Logo

Home

People

Learning

Outreach

Publications


The Education Gateway to the Proto-OKN

Proto-OKN Guidelines for Representation of Spatial Data

The Geospatial Working Group would like all Theme 1 project teams to consider using standard vocabularies to represent geospatial information.

Representing Geometries

The recommended practice for geometries (point, line, polyline, or polygon) is to use the predicates hasGeometry and asWKT and the class Feature from the GeoSPARQL ontology. GeoSPARQL is a standard that enables on-the-fly geometric calculations to be used when evaluating queries.

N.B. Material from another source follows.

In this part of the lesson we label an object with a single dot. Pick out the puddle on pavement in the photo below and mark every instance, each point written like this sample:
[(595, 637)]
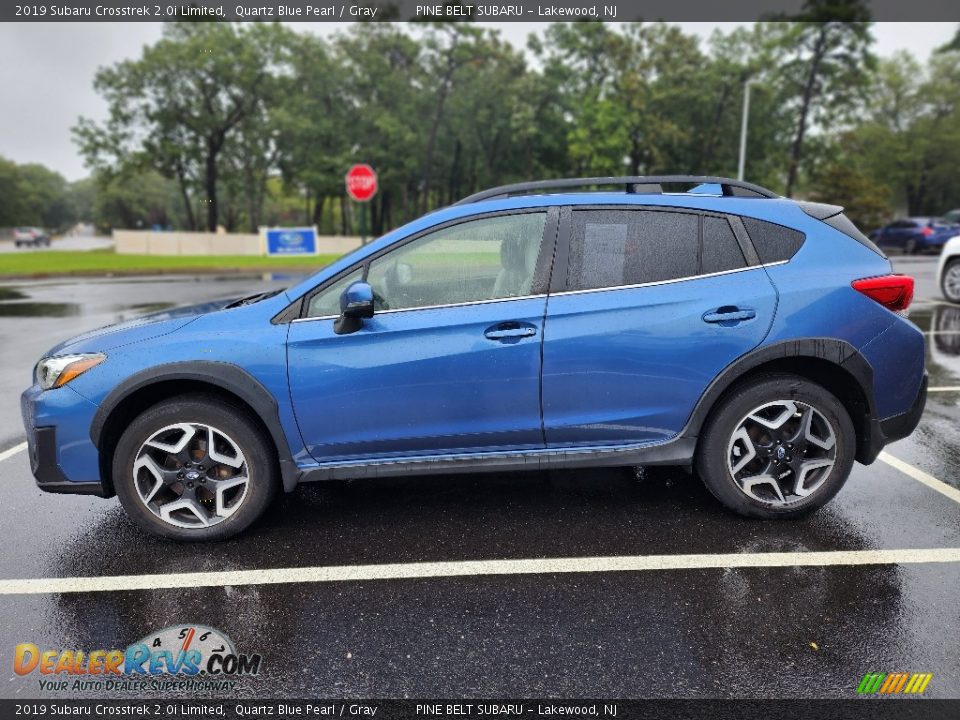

We do not aim to make the whole Proto-OKN GeoSPARQL compliant. However, GeoSPARQL provides an ontology with useful geospatial terms in it, and this ontology is widely used. The base IRI for the GeoSPARQL ontology is http://www.opengis.net/ont/geosparql which we will abbreviate here as geo:

Every geospatial feature should be typed with the class geo:Feature (see example below).

The object of an asWKT triple should be a literal with type “geo:wktLiteral”. WKT is a format for geometries. A WKT literal by itself does not pick out a point or region on the Earth; it must be combined with a coordinate reference system (CRS). We recommend EPSG:4326 (WGS-84 2D) as the default CRS for Proto-OKN. This means any literal that is an object of geo:asWKT will be interpreted as a set of EPSG:4326 coordinates, if not otherwise specified.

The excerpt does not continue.